Шелк понимающе кивнул.
— И тут она заорала и удрала, поджав хвост, и два-три дня я ее не видел.
— Но она вернулась, верно? — Шелк почувствовал что-то вроде радостного предчувствия при мысли, что Орев может вернуться.
— Да, вернулась, но после этого даже близко не подходила ни к одной гильзе. Я мог показать ей гильзу, или даже взять ее лапу или нос и приложить к гильзе, доказывая, что она холодна, как камень. Разницы ни на бит. Она выучила, что гильзы горячие, сечешь, патера? И потом она больше не могла выучить, что бывает не так, сколько бы я ни показывал ей. У нее нет ИИ, и, кстати, у био тоже, по большей части.
Шелк опять кивнул:
— Один теодидакт однажды написал, что мудрый учится на чужом опыте. Дураки, сказал он, могут учиться только на своем, и большинство людей вообще ничему не учатся. Насколько я понимаю, он имел в виду, что у большинства людей нет ИИ.
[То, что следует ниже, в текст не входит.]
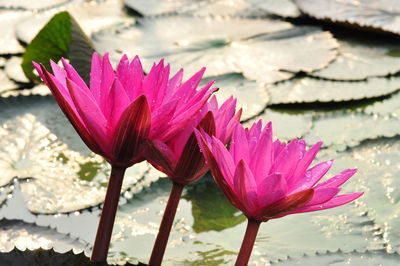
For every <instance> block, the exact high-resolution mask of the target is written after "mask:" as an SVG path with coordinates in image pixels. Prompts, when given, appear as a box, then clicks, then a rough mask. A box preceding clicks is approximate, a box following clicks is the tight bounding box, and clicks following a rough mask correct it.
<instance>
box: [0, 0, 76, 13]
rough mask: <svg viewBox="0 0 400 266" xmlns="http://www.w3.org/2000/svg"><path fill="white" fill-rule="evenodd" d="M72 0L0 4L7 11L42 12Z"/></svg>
mask: <svg viewBox="0 0 400 266" xmlns="http://www.w3.org/2000/svg"><path fill="white" fill-rule="evenodd" d="M71 1H72V0H44V1H43V0H41V1H33V2H32V1H26V0H2V1H1V3H0V7H1V8H6V9H29V10H34V11H40V10H43V9H49V8H54V7H58V6H61V5H63V4H66V3H68V2H71Z"/></svg>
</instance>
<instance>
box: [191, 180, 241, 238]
mask: <svg viewBox="0 0 400 266" xmlns="http://www.w3.org/2000/svg"><path fill="white" fill-rule="evenodd" d="M205 195H207V196H206V197H205ZM183 198H184V199H187V200H189V201H191V203H192V215H193V218H194V223H193V230H194V231H195V232H196V233H201V232H207V231H211V230H214V231H222V230H225V229H226V228H229V227H233V226H235V225H238V224H240V223H242V222H243V221H245V220H246V217H245V216H244V215H242V214H241V212H240V211H239V210H238V209H236V208H235V207H233V206H232V204H231V203H229V201H228V200H227V199H226V198H225V196H224V194H223V193H222V192H221V190H220V189H219V188H218V187H217V185H216V184H215V183H214V182H212V181H211V180H210V181H205V182H201V183H199V184H196V185H193V186H191V187H189V188H188V192H187V194H186V195H185V196H184V197H183Z"/></svg>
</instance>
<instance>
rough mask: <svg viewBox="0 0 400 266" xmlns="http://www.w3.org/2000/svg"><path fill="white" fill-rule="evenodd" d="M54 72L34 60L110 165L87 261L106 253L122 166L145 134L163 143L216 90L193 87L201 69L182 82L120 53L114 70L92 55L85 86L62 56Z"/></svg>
mask: <svg viewBox="0 0 400 266" xmlns="http://www.w3.org/2000/svg"><path fill="white" fill-rule="evenodd" d="M50 63H51V68H52V70H53V74H51V73H49V72H48V71H47V70H46V68H45V67H44V66H43V65H39V64H37V63H33V64H34V66H35V68H36V70H37V71H38V73H39V75H40V77H41V78H42V80H43V81H44V83H45V84H46V85H47V86H48V87H49V88H50V90H51V92H52V93H53V96H54V98H55V99H56V101H57V103H58V105H59V106H60V108H61V110H62V111H63V112H64V114H65V115H66V116H67V118H68V119H69V121H70V122H71V124H72V125H73V126H74V128H75V130H76V131H77V133H78V134H79V135H80V137H81V138H82V140H83V141H84V142H85V143H86V145H87V146H88V147H89V148H90V149H91V150H92V151H93V152H95V153H97V154H99V155H101V156H103V157H104V158H105V159H106V160H107V161H108V162H109V163H110V164H111V166H112V168H111V174H110V179H109V183H108V186H107V193H106V198H105V201H104V206H103V210H102V215H101V218H100V222H99V227H98V229H97V235H96V240H95V243H94V246H93V252H92V257H91V259H92V261H96V262H102V261H105V260H106V258H107V253H108V249H109V244H110V240H111V233H112V229H113V225H114V219H115V214H116V211H117V206H118V200H119V195H120V192H121V186H122V181H123V177H124V173H125V170H126V168H127V167H129V166H131V165H133V164H135V163H138V162H140V161H143V160H144V159H145V157H144V153H143V150H144V147H143V145H142V144H143V143H144V140H145V139H152V140H157V141H161V142H167V141H169V140H170V139H172V138H173V137H174V136H175V135H177V134H179V133H180V131H182V130H184V129H185V128H186V127H188V126H189V125H191V124H192V122H193V120H195V119H196V115H197V114H198V112H199V111H200V110H202V108H203V107H204V105H205V104H206V102H207V100H208V99H209V97H210V96H211V94H212V93H213V92H214V91H215V90H216V89H212V88H211V86H212V84H213V82H209V83H207V85H205V86H204V87H203V88H201V89H200V90H197V87H198V85H199V83H200V81H201V78H202V76H203V74H204V71H205V68H203V69H201V70H200V71H199V72H197V73H196V74H195V75H194V76H192V77H191V78H189V79H188V80H187V81H186V82H182V78H183V70H180V71H179V72H178V73H176V74H175V75H174V76H173V77H171V78H170V73H169V72H170V66H169V65H167V66H164V61H163V60H161V61H160V62H159V63H158V64H154V65H153V67H152V69H151V70H150V72H149V73H148V74H147V75H145V74H144V72H143V68H142V65H141V63H140V60H139V58H138V57H135V58H134V59H133V60H132V61H131V62H130V61H129V60H128V58H127V56H126V55H124V56H123V57H122V58H121V60H120V62H119V64H118V67H117V69H116V70H114V69H113V67H112V66H111V63H110V60H109V58H108V54H105V55H104V57H101V56H99V55H98V54H97V53H94V54H93V57H92V65H91V73H90V86H89V87H88V86H87V85H86V84H85V82H84V81H83V79H82V78H81V77H80V76H79V74H78V73H77V72H76V70H75V69H74V68H73V67H72V66H71V65H70V64H69V63H68V62H66V61H65V60H64V59H62V64H63V66H64V68H61V67H59V66H58V65H57V64H56V63H54V62H52V61H51V62H50Z"/></svg>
— Ты попал прямо в цель, патера. Но если у тебя имеется ИИ, то чем больше опыта у тебя есть, тем больше тебя предпочитает старший по чину. Так что Песок — сержант, я — капрал, а Шифер — рядовой. Ты сказал, что у тебя есть пара вопросов. Ну, что еще?
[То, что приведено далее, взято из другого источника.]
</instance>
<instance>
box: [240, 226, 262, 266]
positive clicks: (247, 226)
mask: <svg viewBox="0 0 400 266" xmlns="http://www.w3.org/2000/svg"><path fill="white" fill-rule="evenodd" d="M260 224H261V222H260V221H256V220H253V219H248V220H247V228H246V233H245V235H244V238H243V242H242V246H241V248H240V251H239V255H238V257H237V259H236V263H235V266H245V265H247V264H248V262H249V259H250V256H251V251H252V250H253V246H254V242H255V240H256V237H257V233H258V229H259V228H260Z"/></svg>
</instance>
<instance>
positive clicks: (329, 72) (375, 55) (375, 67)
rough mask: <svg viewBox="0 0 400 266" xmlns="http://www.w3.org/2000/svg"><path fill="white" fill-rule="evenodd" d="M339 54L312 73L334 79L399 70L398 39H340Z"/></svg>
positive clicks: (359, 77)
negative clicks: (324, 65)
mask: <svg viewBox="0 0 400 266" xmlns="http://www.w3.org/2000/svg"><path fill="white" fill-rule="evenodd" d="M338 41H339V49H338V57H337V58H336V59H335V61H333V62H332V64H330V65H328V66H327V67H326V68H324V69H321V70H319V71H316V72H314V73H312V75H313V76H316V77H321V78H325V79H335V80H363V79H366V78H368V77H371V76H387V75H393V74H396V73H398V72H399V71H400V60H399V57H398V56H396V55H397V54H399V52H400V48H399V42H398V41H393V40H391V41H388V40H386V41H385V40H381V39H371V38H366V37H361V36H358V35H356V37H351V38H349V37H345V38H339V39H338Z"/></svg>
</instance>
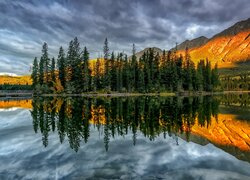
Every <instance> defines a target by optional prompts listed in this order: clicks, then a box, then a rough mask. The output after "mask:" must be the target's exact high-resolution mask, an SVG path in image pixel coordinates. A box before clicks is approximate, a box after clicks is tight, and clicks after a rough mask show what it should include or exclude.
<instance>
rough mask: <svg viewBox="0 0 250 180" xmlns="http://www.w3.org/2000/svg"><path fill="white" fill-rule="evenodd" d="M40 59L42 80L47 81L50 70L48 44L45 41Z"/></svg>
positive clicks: (49, 62) (43, 44) (42, 48)
mask: <svg viewBox="0 0 250 180" xmlns="http://www.w3.org/2000/svg"><path fill="white" fill-rule="evenodd" d="M41 61H42V63H43V73H44V77H43V79H44V82H45V83H47V82H48V80H49V76H50V75H49V71H50V59H49V55H48V45H47V43H46V42H45V43H44V44H43V48H42V56H41Z"/></svg>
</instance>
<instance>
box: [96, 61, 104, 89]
mask: <svg viewBox="0 0 250 180" xmlns="http://www.w3.org/2000/svg"><path fill="white" fill-rule="evenodd" d="M102 88H103V83H102V76H101V62H100V59H99V58H97V61H96V63H95V69H94V90H100V89H102Z"/></svg>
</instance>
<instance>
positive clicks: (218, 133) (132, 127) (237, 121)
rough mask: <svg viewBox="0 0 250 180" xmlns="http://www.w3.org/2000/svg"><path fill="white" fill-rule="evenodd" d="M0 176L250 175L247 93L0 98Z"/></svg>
mask: <svg viewBox="0 0 250 180" xmlns="http://www.w3.org/2000/svg"><path fill="white" fill-rule="evenodd" d="M0 147H1V148H0V179H200V180H203V179H209V180H210V179H244V180H245V179H250V96H249V95H248V94H226V95H220V96H213V97H212V96H203V97H157V96H152V97H147V96H140V97H93V98H90V97H88V98H87V97H63V98H58V97H57V98H55V97H51V98H49V97H48V98H33V99H7V100H6V99H2V100H0Z"/></svg>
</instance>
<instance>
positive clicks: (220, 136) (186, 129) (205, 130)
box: [0, 100, 250, 161]
mask: <svg viewBox="0 0 250 180" xmlns="http://www.w3.org/2000/svg"><path fill="white" fill-rule="evenodd" d="M61 104H62V101H57V106H56V107H58V108H59V107H60V106H61ZM12 107H19V108H25V109H32V100H10V101H0V109H3V108H4V109H7V108H12ZM48 111H49V110H48ZM56 111H57V112H58V109H57V110H56ZM91 112H92V116H91V119H89V122H90V123H91V124H94V125H95V124H105V123H106V120H105V110H104V108H103V107H100V108H94V107H91ZM184 130H185V131H187V132H188V133H189V138H188V139H187V140H188V141H193V142H195V143H199V144H202V145H205V144H208V143H212V144H214V145H215V146H218V147H220V148H221V149H223V150H225V151H227V152H229V153H230V154H233V155H234V156H236V157H237V158H239V159H244V160H247V161H250V122H248V121H244V120H239V119H238V117H237V115H235V114H218V116H217V118H215V117H211V121H210V122H209V124H205V125H203V126H202V125H201V124H200V123H199V122H198V120H196V121H195V123H194V124H193V125H191V126H190V127H185V125H184ZM179 136H180V137H182V138H184V139H186V137H185V135H184V134H179Z"/></svg>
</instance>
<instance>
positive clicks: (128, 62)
mask: <svg viewBox="0 0 250 180" xmlns="http://www.w3.org/2000/svg"><path fill="white" fill-rule="evenodd" d="M176 51H177V49H176V50H175V51H173V52H172V51H163V54H162V55H160V54H159V53H156V52H154V50H153V49H149V50H148V51H146V52H144V53H143V55H142V56H141V57H140V58H139V59H137V56H136V48H135V45H134V44H133V46H132V56H130V57H128V55H127V54H125V53H114V52H110V49H109V42H108V40H107V38H106V39H105V41H104V45H103V58H97V60H96V61H93V60H90V58H89V52H88V49H87V47H84V48H83V50H82V48H81V47H80V43H79V41H78V38H77V37H75V38H74V39H73V40H71V41H70V42H69V46H68V49H67V52H65V51H64V49H63V48H62V47H60V48H59V54H58V57H57V59H55V58H54V57H53V58H49V52H48V45H47V43H44V44H43V46H42V54H41V58H40V60H38V58H37V57H35V59H34V61H33V68H32V74H31V77H32V81H33V84H32V88H33V90H34V92H35V93H37V94H43V93H45V94H51V93H65V94H80V93H88V92H95V93H101V92H104V93H112V92H122V93H130V92H135V93H152V92H154V93H159V92H181V91H209V92H211V91H215V90H217V89H218V86H219V84H220V81H219V74H218V68H217V65H215V67H214V68H213V67H211V63H210V62H209V60H208V59H206V60H200V62H199V63H198V64H194V62H193V61H192V60H191V57H190V55H189V51H188V48H187V49H186V51H185V54H184V55H177V53H176ZM90 63H94V64H93V66H90Z"/></svg>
— Поскольку нам все равно надо идти, давай начнем сейчас, — предложил Шелк; и они пошли вместе, бок о бок, по широкому проходу между стеной и самым дальним рядом стеллажей. — Я хотел спросить тебя о предписании Паса: сохранять города независимыми. Ты описал его мне, и мне оно показалось очень правильным; я почувствовал уверенность, что оно осуществляется именно так, как намеривался Пас.
— Так оно и есть, — подтвердил Кремень. — Я думаю, что это очень умное предписание.
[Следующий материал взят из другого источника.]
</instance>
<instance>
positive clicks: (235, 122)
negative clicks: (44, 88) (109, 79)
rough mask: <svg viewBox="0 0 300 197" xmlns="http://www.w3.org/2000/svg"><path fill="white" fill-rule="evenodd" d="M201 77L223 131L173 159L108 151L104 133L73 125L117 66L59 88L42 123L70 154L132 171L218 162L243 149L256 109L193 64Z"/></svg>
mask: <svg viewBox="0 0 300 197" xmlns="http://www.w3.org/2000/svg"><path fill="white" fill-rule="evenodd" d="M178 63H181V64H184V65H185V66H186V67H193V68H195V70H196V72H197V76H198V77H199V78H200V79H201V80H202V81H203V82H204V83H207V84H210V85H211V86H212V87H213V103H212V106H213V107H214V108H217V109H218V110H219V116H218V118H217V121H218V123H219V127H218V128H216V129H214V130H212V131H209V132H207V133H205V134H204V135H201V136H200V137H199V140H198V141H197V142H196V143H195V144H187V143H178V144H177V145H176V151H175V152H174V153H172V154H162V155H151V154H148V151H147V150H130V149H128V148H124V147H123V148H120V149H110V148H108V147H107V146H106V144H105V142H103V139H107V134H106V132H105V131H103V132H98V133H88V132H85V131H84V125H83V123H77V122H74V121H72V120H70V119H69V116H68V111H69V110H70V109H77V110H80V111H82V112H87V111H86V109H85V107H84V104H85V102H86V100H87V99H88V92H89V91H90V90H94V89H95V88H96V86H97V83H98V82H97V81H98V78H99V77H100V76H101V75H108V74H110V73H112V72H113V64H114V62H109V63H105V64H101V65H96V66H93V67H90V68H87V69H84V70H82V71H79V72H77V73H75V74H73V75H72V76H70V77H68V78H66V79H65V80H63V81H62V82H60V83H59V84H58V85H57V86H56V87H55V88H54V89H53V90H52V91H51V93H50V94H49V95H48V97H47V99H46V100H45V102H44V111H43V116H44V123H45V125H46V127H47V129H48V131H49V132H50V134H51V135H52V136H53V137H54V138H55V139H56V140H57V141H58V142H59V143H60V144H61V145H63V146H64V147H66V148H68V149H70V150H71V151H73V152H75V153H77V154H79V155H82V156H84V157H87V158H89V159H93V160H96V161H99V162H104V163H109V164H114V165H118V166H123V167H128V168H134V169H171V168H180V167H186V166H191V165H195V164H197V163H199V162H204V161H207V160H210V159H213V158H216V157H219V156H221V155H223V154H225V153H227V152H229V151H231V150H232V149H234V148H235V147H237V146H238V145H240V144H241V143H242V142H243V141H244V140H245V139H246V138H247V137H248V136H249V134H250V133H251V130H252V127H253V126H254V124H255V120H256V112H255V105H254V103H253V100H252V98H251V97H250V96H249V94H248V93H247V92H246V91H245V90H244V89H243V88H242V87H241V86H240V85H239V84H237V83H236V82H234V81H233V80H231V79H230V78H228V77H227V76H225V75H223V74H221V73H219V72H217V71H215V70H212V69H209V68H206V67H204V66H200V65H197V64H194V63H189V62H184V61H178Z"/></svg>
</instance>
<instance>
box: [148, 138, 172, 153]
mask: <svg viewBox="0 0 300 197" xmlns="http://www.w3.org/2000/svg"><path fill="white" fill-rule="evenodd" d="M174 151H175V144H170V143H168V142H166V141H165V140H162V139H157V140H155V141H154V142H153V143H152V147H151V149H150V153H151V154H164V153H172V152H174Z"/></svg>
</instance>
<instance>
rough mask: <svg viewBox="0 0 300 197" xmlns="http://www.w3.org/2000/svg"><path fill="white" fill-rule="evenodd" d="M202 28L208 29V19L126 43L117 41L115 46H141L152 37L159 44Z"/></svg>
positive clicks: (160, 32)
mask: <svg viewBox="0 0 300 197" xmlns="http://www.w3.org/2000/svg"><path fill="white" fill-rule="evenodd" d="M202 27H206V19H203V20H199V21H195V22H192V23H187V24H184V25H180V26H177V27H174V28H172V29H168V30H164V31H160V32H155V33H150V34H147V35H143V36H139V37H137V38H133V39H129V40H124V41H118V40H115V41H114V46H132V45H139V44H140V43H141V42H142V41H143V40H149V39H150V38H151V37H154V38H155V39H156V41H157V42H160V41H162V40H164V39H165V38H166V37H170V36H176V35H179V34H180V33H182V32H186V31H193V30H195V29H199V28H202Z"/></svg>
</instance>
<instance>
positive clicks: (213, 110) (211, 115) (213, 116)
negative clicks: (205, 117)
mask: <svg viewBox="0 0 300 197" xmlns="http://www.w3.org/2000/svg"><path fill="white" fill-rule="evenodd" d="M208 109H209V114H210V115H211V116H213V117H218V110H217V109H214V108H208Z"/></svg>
— Но потом мы заговорили о том, как солдат, вроде тебя, может сражаться с тремя био, вооруженными ружьями, о гражданской гвардии и всем таком. И мне пришло в голову, что механизм, который ты описал, каким бы замечательным он раньше ни был, едва ли действует сейчас. У Вика есть три с половиной тысячи солдат, в нашем городе семь тысяч, значит наш город вдвое сильнее, если на войне имеют значение только солдаты. Гвардейцы, тысяч десять-двадцать, тоже могут сражаться, не говоря уже о сотнях тысяч обычных граждан. Не значит ли все это, что Вик не так силен, как Вайрон? Или все-таки сильнее? И как в таких обстоятельствах может выполняться предписание Паса?